An der Tür zu Leander Angerers Werkstatt steht in weißen Buchstaben "Racing Atelier".
"Racing Atelier": Der Name von Leander Angerers Designlabel hat eine sportliche Vorgeschichte.© Georg Gruber
Als er vor vier Jahren vor der leerstehenden Schreinerei in Oberammergau steht, weiß er: Das ist es. Der Platz, um entwerfen, arbeiten und leben zu können, am Fuß der Berge:
"Das merke ich richtig, was da so einfach beim Hinterkopf dann ankommt, wenn ich da draußen bin. Wie ich dann auch wirklich reagiere auf Struktur, auf Nano-Dinge, wie ganz feine Rinde oder nur Farben. Das macht Spaß."

Ein komplett selbst entwickelter Rucksack

In seinem Atelier arbeitet er als freier Designer im Textilbereich und entwirft Möbel, Einzelanfertigungen. Und er nimmt sich Zeit, für seine eigenen Ideen. Der Rucksack, aus hellbraunem Leder und extrem reißfestem Segelstoff ist sein erster großer Wurf. Funktional, schlicht, ohne Gimmicks – und bis hin zu den Verschlüssen alles selbst entwickelt, keine Standardteile. Die Stückzahl ist auf 25 begrenzt, die Hälfte hat er schon verkauft. Der Preis: 1050 Euro.
"Ich bin aus meiner Sicht sehr günstig, für das was er ist. Aber das ist einfach viel Geld und deshalb findet er derzeit eigentlich am meisten Interesse in dem Modekontext, weil da irgendwie leichter mal schnell relativ viel Geld ausgegeben wird. So ist er zum Beispiel auch in Japan unterwegs. Ich habe in Japan einen Laden, der ihn auch verkauft. Und die sind sehr interessiert, was dieses handwerkliche modisch funktionale Thema betrifft."
Der Rucksack, ein urbanes Sehnsuchtsstück, ausgedacht und handgemacht in der Provinz:
"Ich glaube was dieses, ich nenne es immer so ein bisschen gemein 'auf dem Land vor sich hin bohren', was das schon mit sich bringt ist, dass eine Gestaltung entsteht, die eigenständiger ist. Wie wenn ich diesen ganzen Trends und dem ausgesetzt bin, was andere machen."
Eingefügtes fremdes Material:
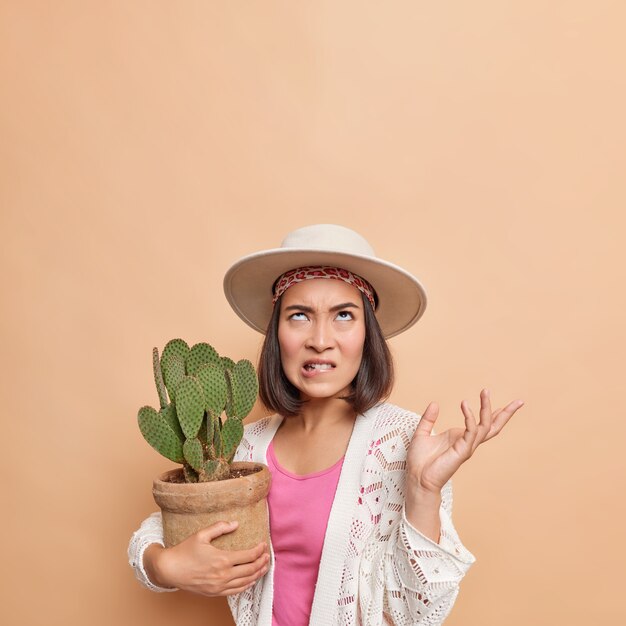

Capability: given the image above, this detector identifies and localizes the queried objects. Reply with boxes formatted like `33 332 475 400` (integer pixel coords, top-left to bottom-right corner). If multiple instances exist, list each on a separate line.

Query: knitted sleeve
378 482 475 624
347 405 476 625
127 511 179 593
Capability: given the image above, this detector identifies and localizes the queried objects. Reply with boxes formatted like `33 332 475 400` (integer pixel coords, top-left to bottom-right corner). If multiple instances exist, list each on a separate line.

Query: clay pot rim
153 461 270 496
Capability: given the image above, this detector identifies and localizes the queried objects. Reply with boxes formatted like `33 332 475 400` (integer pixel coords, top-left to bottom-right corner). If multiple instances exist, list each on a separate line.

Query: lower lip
301 366 336 378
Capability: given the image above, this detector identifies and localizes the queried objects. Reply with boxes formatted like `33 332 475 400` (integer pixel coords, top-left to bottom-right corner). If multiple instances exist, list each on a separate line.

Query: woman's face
277 278 366 401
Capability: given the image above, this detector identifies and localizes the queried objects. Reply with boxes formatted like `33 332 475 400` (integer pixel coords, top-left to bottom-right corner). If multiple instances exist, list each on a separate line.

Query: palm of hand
407 389 524 494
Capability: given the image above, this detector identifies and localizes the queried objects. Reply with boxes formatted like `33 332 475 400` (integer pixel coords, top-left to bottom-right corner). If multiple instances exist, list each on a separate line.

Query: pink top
267 439 344 626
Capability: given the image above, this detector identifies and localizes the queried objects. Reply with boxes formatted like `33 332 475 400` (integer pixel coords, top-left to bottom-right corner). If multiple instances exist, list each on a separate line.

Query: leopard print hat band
272 266 377 310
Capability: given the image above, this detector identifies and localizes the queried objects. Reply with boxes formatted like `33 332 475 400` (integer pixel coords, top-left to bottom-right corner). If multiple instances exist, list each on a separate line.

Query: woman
128 223 524 625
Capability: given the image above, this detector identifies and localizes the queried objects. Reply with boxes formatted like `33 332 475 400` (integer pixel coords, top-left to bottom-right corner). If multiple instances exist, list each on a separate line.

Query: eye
288 312 308 321
336 311 354 320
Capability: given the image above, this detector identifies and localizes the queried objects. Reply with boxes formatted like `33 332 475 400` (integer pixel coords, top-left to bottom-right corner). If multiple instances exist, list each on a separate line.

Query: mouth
301 360 336 376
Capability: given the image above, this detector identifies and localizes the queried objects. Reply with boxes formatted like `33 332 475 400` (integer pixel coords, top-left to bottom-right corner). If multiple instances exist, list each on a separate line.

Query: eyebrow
284 302 361 313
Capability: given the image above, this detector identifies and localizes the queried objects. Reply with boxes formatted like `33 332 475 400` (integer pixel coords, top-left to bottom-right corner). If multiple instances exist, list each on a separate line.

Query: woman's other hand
408 389 523 493
404 389 524 541
143 520 270 596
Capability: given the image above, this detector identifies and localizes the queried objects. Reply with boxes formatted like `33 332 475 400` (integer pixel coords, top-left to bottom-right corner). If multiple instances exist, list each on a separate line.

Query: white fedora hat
223 224 427 339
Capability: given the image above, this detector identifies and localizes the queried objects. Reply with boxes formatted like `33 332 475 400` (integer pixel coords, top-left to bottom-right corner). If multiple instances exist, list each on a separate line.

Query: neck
290 393 357 434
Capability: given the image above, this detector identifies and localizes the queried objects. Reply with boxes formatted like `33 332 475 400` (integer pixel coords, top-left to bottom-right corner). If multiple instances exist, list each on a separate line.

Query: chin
299 384 354 401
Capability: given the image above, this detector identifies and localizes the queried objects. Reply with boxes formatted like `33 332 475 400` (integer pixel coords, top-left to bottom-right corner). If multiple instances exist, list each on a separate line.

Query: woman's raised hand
407 389 524 495
144 520 270 597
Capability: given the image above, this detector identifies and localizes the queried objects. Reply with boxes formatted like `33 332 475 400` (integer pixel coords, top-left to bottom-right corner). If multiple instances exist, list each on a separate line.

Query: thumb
414 402 438 436
198 520 239 543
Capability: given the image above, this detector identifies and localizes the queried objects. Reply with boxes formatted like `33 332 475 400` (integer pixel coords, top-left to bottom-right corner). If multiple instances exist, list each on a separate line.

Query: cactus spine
138 339 258 482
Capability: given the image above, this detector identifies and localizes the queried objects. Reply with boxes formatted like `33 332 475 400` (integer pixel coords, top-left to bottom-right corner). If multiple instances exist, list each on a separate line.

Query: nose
305 319 335 352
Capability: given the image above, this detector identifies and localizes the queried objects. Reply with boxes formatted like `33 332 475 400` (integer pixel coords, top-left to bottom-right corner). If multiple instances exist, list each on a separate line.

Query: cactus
138 339 259 482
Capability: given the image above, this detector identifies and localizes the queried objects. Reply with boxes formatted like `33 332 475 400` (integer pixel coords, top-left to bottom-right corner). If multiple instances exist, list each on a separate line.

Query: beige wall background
2 2 624 625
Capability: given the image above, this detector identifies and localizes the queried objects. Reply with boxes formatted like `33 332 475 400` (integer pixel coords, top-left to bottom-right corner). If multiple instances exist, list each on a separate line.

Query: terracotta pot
152 461 271 550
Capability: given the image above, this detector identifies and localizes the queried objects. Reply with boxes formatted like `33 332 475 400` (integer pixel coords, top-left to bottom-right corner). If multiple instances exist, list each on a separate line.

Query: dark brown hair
257 290 394 417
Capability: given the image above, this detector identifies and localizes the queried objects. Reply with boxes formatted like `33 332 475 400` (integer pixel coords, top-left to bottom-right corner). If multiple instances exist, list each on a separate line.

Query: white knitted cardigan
128 402 476 625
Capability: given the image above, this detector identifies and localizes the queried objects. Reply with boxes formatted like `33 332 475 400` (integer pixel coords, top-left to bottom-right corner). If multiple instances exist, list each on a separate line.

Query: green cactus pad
162 354 186 401
213 419 222 457
200 413 218 452
138 406 184 463
206 413 216 448
221 357 235 415
197 414 208 445
206 441 216 459
221 417 244 461
197 363 228 417
153 348 169 408
221 356 236 371
203 459 219 476
203 459 229 481
162 339 190 368
174 376 205 439
159 404 184 442
226 359 258 418
183 438 205 471
186 342 221 375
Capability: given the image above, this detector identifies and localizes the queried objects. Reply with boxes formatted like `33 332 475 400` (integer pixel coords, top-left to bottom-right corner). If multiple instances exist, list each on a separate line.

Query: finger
227 541 268 566
197 520 239 544
223 569 268 595
226 563 269 589
460 399 476 431
415 402 438 436
229 552 270 581
479 388 492 427
209 570 267 597
484 399 524 441
459 400 479 453
224 580 259 596
476 388 493 443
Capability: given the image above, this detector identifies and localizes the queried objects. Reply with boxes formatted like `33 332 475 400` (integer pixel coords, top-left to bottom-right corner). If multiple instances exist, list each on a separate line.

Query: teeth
305 363 333 370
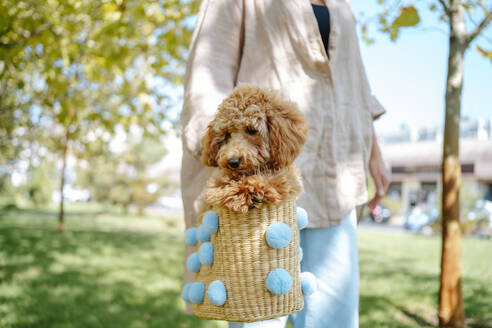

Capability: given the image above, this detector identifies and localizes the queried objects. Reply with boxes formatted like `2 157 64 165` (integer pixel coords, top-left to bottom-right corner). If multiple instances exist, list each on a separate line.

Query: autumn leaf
477 46 492 62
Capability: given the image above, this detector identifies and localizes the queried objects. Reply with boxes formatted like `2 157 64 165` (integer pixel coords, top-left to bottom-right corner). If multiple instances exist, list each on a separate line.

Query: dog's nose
227 158 241 169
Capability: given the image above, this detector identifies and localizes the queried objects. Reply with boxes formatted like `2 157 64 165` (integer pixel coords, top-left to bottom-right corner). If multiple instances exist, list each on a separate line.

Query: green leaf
392 5 421 28
0 0 200 180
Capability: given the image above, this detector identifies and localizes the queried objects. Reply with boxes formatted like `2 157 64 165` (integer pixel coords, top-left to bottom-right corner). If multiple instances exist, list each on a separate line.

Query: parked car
465 200 492 238
404 206 439 235
369 204 392 223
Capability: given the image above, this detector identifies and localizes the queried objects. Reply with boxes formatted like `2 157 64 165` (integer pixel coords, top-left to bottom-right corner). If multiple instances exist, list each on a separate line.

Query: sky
351 1 492 135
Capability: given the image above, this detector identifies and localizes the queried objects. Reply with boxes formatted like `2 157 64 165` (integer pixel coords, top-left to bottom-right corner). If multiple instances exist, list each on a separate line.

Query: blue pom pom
198 242 214 266
202 211 219 235
266 268 292 295
207 280 227 306
182 283 192 302
299 246 304 262
189 282 205 304
196 226 211 242
186 252 201 273
297 207 308 230
185 227 198 246
301 272 317 296
265 222 292 249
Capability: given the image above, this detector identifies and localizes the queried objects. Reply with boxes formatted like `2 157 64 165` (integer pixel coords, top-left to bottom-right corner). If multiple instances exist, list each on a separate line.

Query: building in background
380 118 492 218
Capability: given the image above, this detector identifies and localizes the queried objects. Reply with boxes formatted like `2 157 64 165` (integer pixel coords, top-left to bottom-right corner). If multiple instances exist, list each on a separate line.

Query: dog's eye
246 127 258 135
224 132 231 139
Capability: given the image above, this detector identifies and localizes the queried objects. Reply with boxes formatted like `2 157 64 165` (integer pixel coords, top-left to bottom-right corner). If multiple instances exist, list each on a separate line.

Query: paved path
358 217 408 234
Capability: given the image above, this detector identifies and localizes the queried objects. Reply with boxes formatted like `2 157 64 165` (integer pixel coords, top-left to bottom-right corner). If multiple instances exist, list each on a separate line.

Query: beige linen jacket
180 0 385 294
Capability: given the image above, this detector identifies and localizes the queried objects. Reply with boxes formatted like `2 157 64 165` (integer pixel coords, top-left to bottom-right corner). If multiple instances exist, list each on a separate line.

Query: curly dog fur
201 84 308 213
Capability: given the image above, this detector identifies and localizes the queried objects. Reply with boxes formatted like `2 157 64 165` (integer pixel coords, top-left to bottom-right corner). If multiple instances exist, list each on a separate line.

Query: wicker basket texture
193 199 303 322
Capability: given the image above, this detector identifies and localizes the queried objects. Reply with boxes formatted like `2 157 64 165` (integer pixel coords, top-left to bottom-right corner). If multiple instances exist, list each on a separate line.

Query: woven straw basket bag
188 198 304 322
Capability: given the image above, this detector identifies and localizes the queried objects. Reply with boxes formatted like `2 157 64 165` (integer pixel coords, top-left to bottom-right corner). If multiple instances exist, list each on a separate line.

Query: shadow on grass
358 243 492 328
0 219 215 328
2 211 490 328
359 294 436 327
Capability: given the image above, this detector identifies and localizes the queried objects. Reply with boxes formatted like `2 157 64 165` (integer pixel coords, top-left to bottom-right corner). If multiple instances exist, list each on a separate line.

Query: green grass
358 231 491 327
0 206 225 328
0 205 491 327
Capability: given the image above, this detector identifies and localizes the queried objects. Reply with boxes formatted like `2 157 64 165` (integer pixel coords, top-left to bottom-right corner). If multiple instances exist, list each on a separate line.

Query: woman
180 0 390 327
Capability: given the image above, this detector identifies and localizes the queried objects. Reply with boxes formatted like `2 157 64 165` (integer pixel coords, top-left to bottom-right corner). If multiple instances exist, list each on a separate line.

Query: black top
311 4 331 57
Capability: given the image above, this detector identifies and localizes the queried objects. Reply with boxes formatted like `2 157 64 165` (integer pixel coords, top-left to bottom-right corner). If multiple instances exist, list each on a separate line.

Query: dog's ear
266 100 308 168
201 124 220 167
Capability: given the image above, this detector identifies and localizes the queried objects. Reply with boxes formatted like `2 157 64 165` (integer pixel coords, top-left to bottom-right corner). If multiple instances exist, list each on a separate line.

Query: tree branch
466 10 492 46
438 0 450 15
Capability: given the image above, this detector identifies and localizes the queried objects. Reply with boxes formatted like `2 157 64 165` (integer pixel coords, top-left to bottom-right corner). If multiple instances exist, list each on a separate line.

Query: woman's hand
368 126 390 209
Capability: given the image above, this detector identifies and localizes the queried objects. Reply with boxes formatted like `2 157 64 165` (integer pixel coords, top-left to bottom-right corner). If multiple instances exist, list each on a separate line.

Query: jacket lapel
279 0 333 79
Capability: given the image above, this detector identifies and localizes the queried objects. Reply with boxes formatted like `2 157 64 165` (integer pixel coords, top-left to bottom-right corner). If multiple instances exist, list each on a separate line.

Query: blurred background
0 0 490 327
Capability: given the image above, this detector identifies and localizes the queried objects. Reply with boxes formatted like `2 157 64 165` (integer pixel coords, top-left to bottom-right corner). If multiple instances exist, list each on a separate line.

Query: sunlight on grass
0 206 225 328
0 206 490 327
358 231 492 327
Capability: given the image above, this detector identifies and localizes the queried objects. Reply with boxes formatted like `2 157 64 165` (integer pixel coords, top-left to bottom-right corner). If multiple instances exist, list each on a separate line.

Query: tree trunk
58 128 70 232
138 205 144 216
439 1 466 326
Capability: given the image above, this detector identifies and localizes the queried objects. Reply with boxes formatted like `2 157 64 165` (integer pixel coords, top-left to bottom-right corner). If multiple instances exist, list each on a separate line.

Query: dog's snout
227 158 241 169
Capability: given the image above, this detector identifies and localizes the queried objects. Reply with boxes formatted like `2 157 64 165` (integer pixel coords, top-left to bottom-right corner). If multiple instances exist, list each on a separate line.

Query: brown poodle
201 84 308 213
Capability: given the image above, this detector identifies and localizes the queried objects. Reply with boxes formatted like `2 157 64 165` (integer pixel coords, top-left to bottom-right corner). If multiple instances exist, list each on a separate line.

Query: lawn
0 205 490 328
358 230 491 327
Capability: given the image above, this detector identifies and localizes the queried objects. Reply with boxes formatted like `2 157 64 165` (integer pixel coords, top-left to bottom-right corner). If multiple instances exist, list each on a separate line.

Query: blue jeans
229 210 359 328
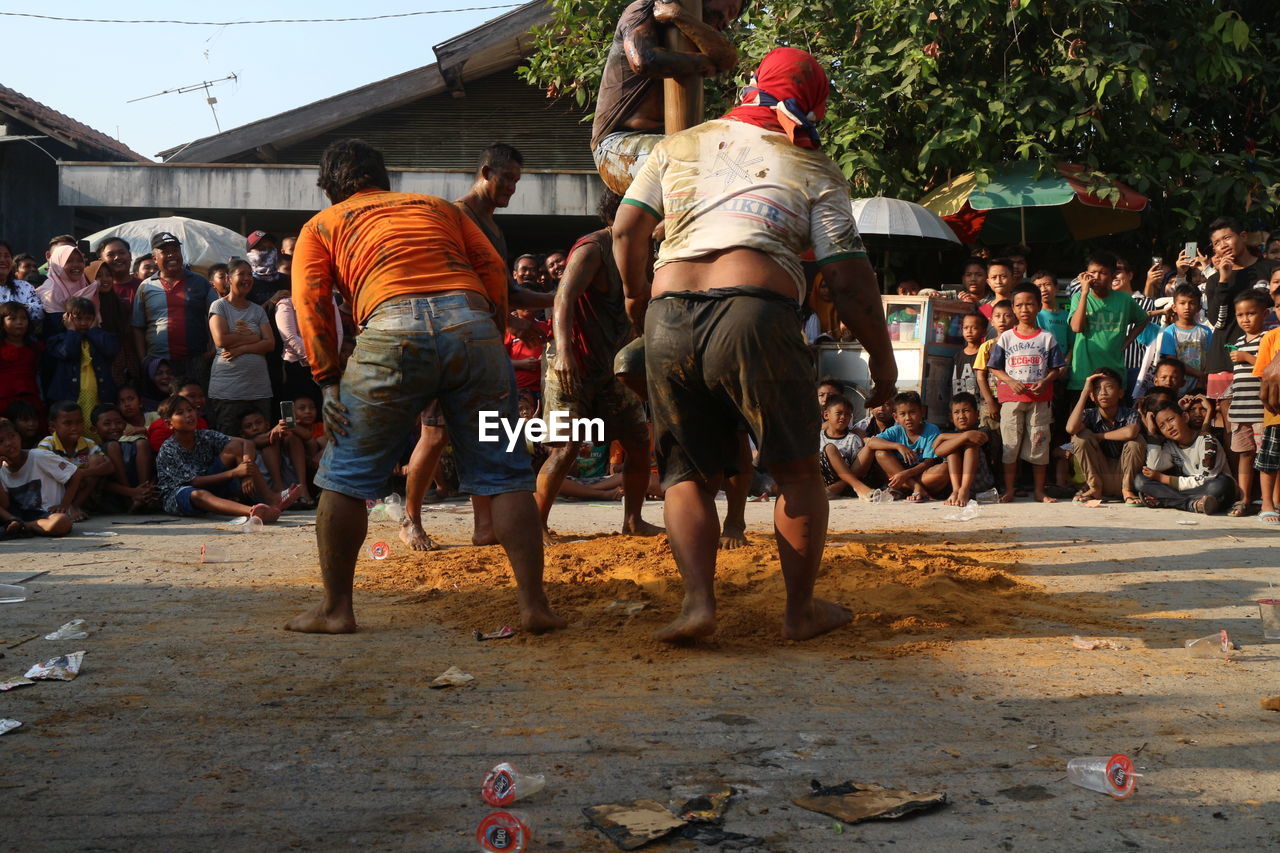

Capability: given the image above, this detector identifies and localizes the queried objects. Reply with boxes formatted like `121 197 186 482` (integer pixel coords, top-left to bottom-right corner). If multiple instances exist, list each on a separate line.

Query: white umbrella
84 216 247 275
849 197 962 251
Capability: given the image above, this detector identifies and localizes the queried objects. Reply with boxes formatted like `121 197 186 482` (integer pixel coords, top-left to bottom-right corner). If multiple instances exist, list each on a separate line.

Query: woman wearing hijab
611 47 896 645
0 240 44 332
36 245 99 340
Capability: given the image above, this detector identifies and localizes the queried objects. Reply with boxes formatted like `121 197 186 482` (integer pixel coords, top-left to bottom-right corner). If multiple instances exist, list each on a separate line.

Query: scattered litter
606 599 648 616
25 650 85 681
476 810 531 852
867 489 895 504
974 488 1000 504
1261 696 1280 711
482 762 545 806
474 625 517 641
0 583 28 603
792 780 948 824
1071 636 1130 651
78 530 117 537
1027 744 1038 750
1176 519 1199 525
0 677 34 692
582 799 687 850
676 824 765 847
44 619 90 641
1257 599 1280 640
1083 499 1103 508
428 665 473 689
0 719 20 736
199 543 231 564
1185 630 1231 658
369 541 389 560
228 516 264 533
942 500 980 522
678 785 733 822
1066 754 1138 799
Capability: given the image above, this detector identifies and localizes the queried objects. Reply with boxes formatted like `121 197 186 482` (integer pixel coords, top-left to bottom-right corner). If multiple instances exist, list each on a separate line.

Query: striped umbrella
918 163 1149 245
Städtisches Publikum als Zielgruppe

Doch Leander Angerer weiß, er braucht das städtische Publikum, als Käufer. Und er braucht Ausflüge in die Stadt, als Abwechslung:
"Das brauche ich schon und auch speziell weil ja hier in Oberammergau der Himmel immer blau ist und alles ist schön. Aber dass es auch Leute gibt, denen es nicht so gut geht und Obdachlose, was auch immer, das sind alles Einflüsse, die mich einfach auch interessieren. Irgendwie schlimm, wenn du aus dem Fenster rausschaust und es ist irgendwie alles wunderbar. Deswegen braucht es die Stadt schon auch."